The PhD project will be jointly supervised by Prof. Dr. Rebekka Hufendiek and Dr. Hauke Behrendt.
The KEMAI team aims to combine the benefits of knowledge-based and learning-based systems in order not only to achieve state-of-the-art accuracy in medical diagnosis, but also to communicate predictions to physicians in an interpretable and clinically meaningful way, while taking ethical implications within medical decision-making processes into account.
KEMAI’s central goal is to provide interdisciplinary doctoral training in explainable medical AI for researchers from computer science, medicine, and philosophy. The RTG offers a structured doctoral program that creates an environment in which early-career researchers can conduct high-level interdisciplinary research in the field of medical AI.
We invite highly motivated candidates with a strong interest in research and a desire to contribute to an interdisciplinary academic environment to apply. The position is funded for 3+1 years and comes with a 65% TV-L E13 salary.
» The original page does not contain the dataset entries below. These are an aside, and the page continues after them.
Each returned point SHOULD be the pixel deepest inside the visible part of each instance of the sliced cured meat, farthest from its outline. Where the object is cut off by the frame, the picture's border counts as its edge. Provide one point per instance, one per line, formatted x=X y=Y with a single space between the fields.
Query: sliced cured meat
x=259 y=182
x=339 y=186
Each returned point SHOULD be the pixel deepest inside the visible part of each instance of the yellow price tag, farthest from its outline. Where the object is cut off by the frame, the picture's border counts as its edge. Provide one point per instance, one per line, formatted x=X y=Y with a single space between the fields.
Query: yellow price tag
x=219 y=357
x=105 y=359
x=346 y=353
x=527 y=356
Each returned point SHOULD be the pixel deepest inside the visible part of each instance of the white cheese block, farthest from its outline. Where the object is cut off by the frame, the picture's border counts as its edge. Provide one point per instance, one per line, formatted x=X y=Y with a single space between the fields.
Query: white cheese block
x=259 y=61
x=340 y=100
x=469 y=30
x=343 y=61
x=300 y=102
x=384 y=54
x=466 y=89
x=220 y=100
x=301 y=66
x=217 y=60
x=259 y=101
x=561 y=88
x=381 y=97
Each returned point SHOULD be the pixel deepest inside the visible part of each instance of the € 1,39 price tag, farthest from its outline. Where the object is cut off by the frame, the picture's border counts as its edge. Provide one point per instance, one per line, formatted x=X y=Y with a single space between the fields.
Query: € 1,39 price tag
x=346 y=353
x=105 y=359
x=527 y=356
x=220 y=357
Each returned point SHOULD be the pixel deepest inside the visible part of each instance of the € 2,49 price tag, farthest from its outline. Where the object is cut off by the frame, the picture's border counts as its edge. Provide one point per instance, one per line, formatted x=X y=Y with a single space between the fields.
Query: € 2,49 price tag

The deadline for applications is the 30th of June 2026
For further information, please visit the RTG website:
KEMAI Website
Information on the application process can be found here:
PhD Application Information
In addition to the requested documents, please attach a writing sample (e.g., a chapter from your MA-thesis or a draft paper)
A possible PhD project could focus, for example, on medical scenarios in which AI systems generate diagnostic or therapeutic recommendations and thereby become involved in potentially high-stakes decisions. The central question is under what conditions such recommendations can be explained in a way that enables responsible clinical judgment.
Explainability is not primarily understood as mere technical transparency of models, but rather as a practice-oriented form of justification. The project develops an approach that conceives of explanations as context-, stakeholder-, and risk-sensitive practices. Explanations must therefore be aligned with specific decision-making situations, the epistemic roles of the actors involved, and the potential consequences and risks associated with the decision.
The project assumes that the requirements for adequate explanations increase with the stakes involved: the greater the potential impact on affected individuals, the greater the justificatory burden explanations must satisfy.
The project also examines tensions between different dimensions of explainability, including tensions between transparency and cognitive overload, between standardized guideline orientation and clinical judgment, and between trust and critical scrutiny.
A particular focus lies on guideline-based explanations, which enable the assessment — and, where appropriate, the contestation — of AI outputs in light of established medical guidelines and diagnostic criteria. In this way, the project seeks to strengthen the active role of clinical decision-makers, reduce overreliance on AI systems, and improve the attribution of responsibility within socio-technical decision-making contexts.
While the project is primarily conceptual in orientation, it explicitly aims at interdisciplinary integration. The criteria developed within the project will be further specified in close collaboration with participating disciplines within the KEMAI cluster and, in the longer term, translated into technical and empirical research contexts.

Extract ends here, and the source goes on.